Представляется, однако, что предлагающие проститься с этим механизмом забывают о том, что и сам он был трауром по определенной программе — программе некоторого конца образов. Ведь «конец образов» — это не медиальная или медиумальная катастрофа, перед лицом которой сегодня нужно воскресить неведомую трансцендентность, якобы заключенную в самом процессе химической печати и подверженную угрозе со стороны цифровой революции. Куда скорее конец образов — это исторический проект, уже оставшийся позади; это представление об обретении искусством современности, которое бытовало между 1880-ми и 1920-ми годами, между эпохой символизма и эпохой конструктивизма. В самом деле, именно в этот период утверждался разными путями проект искусства, свободного от образов — то есть свободного не только от старого изображения, но и от нового напряжения между голым присутствием и записью истории на вещах, а также между художественными операциями и социальными формами сходства и узнавания. Этот проект нашел воплощение в двух основных формах, не раз переплетавшихся одна с другой: чистое искусство, понимаемое как искусство, процедуры которого уже не создают образ, а непосредственно реализуют идею в самодостаточной чувственной форме; и искусство, которое реализуется, упраздняя себя, которое упраздняет образную дистанцию и отождествляет свои процедуры с формами некоей всеобъемлющей текущей жизни, более не отличающей искусство от труда или политики.
Первая идея получила точную формулировку в поэтике Малларме, которую резюмирует знаменитая фраза из статьи поэта о Вагнере: «Современный художник гнушается воображением; но, сведущий в пользовании искусствами, он ожидает, что каждое из них увлечет его туда, где торжествует особая власть иллюзии, и затем соглашается с нею»4. Этой формулой предлагается искусство, всецело чуждое социальному обороту популярной образности, универсальному газетному репортажу или игре узнавания отражений в зеркале буржуазного театра, — искусство действа, символизируемое самоисчезающим световым контуром фейерверка или движениями танцовщицы, которая, по словам Малларме, не является женщиной и не танцует, а просто-напросто очерчивает форму некоей идеи своими «неграмотными» ногами — а то и без помощи ног, как в искусстве Лои Фуллер, чей «танец» сводится к складыванию и распусканию платья, освещаемого огнями прожекторов. К этому же проекту тяготеет театр, о котором грезил Эдвард Гордон Крейг, — театр, уже не представляющий «пьесы», но создающий свои собственные произведения — возможно, без слов, как в «театре движений», действие которого заключается единственно в перемещении мобильных элементов того, что прежде называли декорациями драмы. Таков же смысл четкой оппозиции, вводимой Кандинским: по одну сторону — обычная художественная выставка, относящаяся, по сути дела, к светской образности, где портрет советника N и баронессы Х соседствуют с изображениями летящих уток и отдыхающих в тени коров; по другую — искусство, чьи формы выражают в цветовых знаках внутреннюю необходимость идеального порядка.
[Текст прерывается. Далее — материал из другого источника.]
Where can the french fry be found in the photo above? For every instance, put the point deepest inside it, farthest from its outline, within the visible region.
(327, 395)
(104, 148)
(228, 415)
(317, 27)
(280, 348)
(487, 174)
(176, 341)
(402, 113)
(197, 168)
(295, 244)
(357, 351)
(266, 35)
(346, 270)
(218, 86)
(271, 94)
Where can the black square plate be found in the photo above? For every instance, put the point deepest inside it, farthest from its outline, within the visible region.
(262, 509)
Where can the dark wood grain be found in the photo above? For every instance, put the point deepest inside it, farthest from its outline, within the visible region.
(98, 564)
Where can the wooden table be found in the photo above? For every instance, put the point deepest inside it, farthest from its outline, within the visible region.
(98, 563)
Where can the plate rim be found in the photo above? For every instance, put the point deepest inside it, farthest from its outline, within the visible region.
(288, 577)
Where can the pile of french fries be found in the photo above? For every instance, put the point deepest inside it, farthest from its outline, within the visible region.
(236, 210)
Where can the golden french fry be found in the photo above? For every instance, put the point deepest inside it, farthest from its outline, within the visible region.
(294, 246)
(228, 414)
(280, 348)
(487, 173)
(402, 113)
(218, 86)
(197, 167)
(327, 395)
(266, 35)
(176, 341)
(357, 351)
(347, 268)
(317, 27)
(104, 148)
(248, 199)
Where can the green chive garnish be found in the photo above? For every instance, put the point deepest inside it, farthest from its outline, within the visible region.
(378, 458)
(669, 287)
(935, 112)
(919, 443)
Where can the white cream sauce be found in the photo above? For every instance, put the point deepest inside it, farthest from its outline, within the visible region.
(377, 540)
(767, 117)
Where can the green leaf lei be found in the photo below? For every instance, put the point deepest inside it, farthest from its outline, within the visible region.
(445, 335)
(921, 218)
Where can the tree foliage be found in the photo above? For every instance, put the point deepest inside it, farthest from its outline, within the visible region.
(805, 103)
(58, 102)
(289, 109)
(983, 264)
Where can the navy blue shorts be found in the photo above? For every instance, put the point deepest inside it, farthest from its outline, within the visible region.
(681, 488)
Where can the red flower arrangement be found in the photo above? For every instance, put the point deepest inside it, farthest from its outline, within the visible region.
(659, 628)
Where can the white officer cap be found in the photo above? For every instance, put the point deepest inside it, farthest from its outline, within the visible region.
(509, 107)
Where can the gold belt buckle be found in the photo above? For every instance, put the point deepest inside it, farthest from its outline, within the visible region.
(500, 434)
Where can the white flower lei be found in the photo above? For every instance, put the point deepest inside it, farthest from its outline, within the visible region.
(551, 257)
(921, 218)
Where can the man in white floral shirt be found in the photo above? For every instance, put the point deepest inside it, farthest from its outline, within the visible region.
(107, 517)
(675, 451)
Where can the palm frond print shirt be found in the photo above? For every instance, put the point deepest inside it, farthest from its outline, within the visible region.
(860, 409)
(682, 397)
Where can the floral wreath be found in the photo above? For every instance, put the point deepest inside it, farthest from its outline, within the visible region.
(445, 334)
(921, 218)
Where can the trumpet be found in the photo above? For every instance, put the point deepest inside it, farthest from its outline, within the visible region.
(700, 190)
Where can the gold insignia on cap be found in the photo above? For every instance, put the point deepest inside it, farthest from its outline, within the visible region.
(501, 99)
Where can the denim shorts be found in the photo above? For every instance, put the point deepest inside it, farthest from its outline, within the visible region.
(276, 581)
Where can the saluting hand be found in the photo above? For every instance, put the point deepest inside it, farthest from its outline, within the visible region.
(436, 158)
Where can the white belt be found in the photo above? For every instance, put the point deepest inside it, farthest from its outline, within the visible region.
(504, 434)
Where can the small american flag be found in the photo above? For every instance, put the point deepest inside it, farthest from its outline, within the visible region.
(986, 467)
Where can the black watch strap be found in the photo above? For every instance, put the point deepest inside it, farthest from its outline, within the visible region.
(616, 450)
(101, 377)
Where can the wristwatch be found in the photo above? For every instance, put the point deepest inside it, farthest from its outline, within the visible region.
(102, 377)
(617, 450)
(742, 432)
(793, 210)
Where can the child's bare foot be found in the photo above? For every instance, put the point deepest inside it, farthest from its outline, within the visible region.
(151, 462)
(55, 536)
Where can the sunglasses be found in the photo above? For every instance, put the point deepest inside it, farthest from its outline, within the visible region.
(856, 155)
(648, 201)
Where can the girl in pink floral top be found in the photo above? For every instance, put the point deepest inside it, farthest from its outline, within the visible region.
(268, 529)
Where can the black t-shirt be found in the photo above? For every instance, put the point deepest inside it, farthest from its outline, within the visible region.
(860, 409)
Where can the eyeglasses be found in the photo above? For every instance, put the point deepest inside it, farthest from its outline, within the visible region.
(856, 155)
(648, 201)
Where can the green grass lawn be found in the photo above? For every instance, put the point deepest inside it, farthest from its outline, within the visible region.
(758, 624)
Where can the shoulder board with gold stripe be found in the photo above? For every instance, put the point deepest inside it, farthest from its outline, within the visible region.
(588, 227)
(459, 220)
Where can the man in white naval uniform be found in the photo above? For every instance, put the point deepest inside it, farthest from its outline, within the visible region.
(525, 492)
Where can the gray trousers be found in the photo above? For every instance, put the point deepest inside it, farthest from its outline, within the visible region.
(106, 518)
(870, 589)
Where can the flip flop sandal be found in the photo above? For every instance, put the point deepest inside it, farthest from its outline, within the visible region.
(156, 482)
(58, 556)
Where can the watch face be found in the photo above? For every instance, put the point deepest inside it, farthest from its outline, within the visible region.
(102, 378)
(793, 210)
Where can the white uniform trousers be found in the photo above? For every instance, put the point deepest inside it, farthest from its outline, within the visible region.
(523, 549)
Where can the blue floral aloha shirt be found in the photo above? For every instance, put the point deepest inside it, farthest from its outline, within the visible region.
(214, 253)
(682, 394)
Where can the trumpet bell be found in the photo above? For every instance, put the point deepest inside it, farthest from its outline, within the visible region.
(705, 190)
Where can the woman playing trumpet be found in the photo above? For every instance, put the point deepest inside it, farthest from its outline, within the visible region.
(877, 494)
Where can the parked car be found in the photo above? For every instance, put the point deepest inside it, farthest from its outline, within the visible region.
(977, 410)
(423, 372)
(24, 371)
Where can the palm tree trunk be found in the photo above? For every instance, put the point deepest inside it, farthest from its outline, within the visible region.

Чтобы проиллюстрировать вторую форму этого же проекта, мы можем обратиться к произведениям и манифестам эпохи симультанного искусства, футуризма и конструктивизма: взять хотя бы живопись в понимании Боччони, Балла и Делоне, в пластическом динамизме которой сочетаются стремительные движения и метаморфозы современной жизни; футуристическую поэзию, пытающуюся угнаться за скоростью автомобилей и стрельбой пулеметов; театр Мейерхольда, вдохновляющийся цирковыми представлениями или изобретающий, чтобы породнить сценическую игру с движениями социалистических заводов и строек, некие формы биомеханики; кино вертовского глаза-машины, синхронизирующее все механизмы — малые машины рук и ног человека и большие машины с турбинами и поршнями; живописное искусство чистых супрематических форм, единородное архитектурному построению форм новой жизни; плакат в духе Родченко, в котором буквам сообщаемого текста и формам изображенных самолетов придается общая геометрическая динамика, перекликающаяся и с динамикой конструкторов и пилотов советской авиации, и с динамикой строителей социализма.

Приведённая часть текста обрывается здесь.